Looking ahead to the fall race against three-term Democratic Rep. Melissa Bean (lifetime American Conservative Union rating: 25%), Walsh said he had a congratulatory call from the National Republican Congressional Committee and looked forward to their help. But, he added, “No one is going to tell me how to run in November. I won nomination as an insurgent and I will campaign in the general election as an insurgent.”
No sooner had the sudden death of 36-year Rep. John Murtha (D.-Pa.) become public last week than the maneuvering began over who would succeed him as congressman from the Keystone State’s 12th District.
Following the funeral of the 77-year-old Murtha and a period of mourning, a vacancy will be declared in his Western Pennsylvania district. Shortly after the district is declared vacant, both major parties are likely to use an “insiders’ mechanism” to select nominees for the special election (almost certain to be held on May 18, the same day as the state’s primaries). “Insiders’ mechanism,” several Pennsylvania sources told me, most likely means that two representatives of the party organizations in each of the district’s nine counties would pick the candidates.
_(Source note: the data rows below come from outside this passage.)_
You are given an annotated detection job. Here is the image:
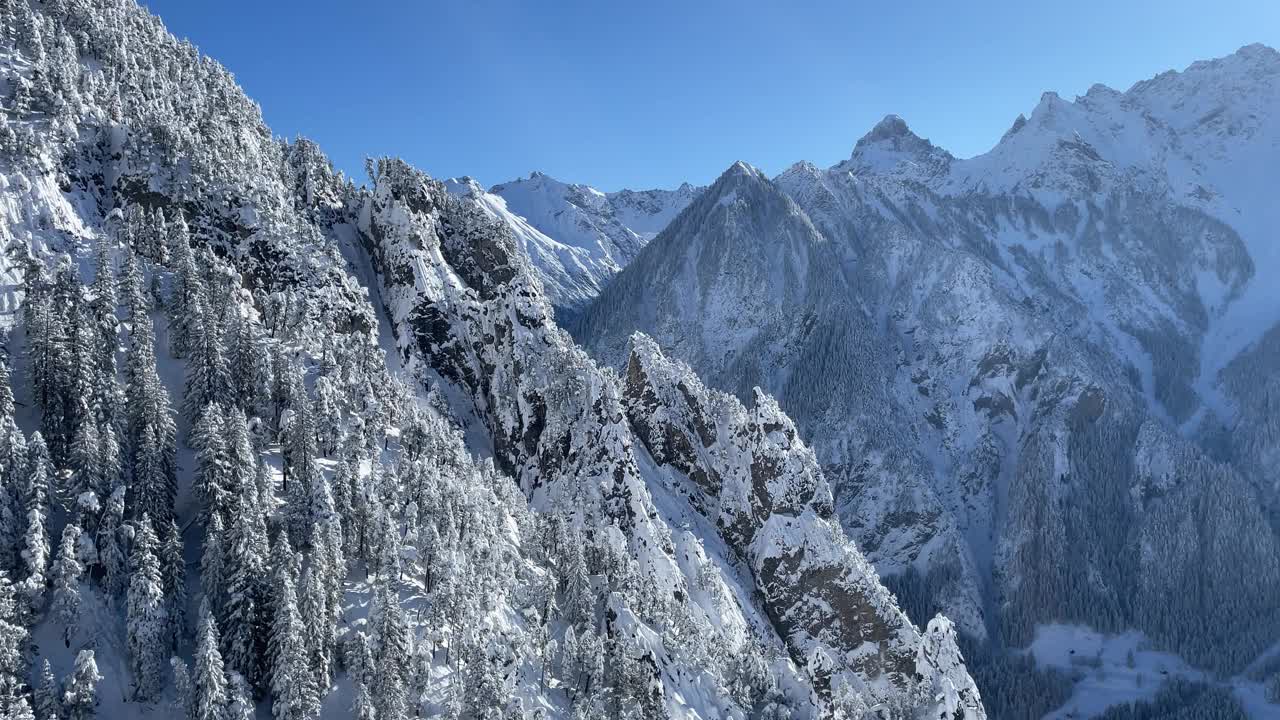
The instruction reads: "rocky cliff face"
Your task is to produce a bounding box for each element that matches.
[445,173,701,312]
[575,46,1280,670]
[0,0,983,719]
[360,156,982,717]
“And that means that a handful of people will determine the Republican nominee—just like in New York-23,” said Peg Luksik, a veteran conservative activist. Luksik served as a campaign consultant for retired U.S. Army Lt. Col. Bill Russell, who drew 42% of the vote as the GOP nominee against Murtha in ’08 and had been planning to run against Murtha this year.
By “New York 23,” Luksik was referring to the nationally watched special election last year in New York’s 23rd Congressional District in which a handful of GOP leaders gave the party’s nomination to liberal State Assemblywoman Dede Scozzafava and prompted a massive exodus of Republicans to Conservative hopeful Doug Hoffman, who lost a close general election to Democrat Bill Owen. Luksik was an obviously implying that if the GOP powers-that-be gave the special election nomination to someone other than Russell, that he and his supporters — notably in the growing Tea Party movement — might just stay home on election day.
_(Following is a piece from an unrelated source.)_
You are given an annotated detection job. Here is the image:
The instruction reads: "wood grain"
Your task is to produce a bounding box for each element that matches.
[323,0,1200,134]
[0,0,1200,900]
But in contrast to New York’s Scozzafava, the Pennsylvania Republicans being mentioned for the “establishment” blessing are, to varying degrees, conservative. Washington County businessman Tim Burns and State Rep. Jeff Pyle are the two most frequently talked-about possible special election nominees. Luksik made it clear that whether or not Russell was picked as the GOP nominee for the race expected in May, he would run for in the primary for the nomination for the full term election in November.
Local Democrats seem to have no problem with “insiders” choosing their standard-bearer. Among those mentioned increasingly for the nomination are State Sen. John Wozniak and former Lt. Gov. and 1994 gubernatorial nominee Marc Singel, both of Johnstown.
Since Murtha was first elected in a special election in 1974, redistricting and the muscle he flexed as a “prince of pork” have made the 12th securely Democratic. But Western Pennsylvania is changing and growing more conservative. Two Republicans, State Sen. Kim Ward and State Rep. Tim Krieger, both of Westmoreland County, recently captured districts that were previously in Democratic hands and the 12th Congressional District has been the site of some huge Tea Parties, one of them drawing more than 7,000 angry participants.
Given Scott Brown’s victory in Massachusetts, a Republican triumph in what has long been known as “Murtha Country” is not outside the realm of possibility — and would be a sign that in 2010 the times really are changing.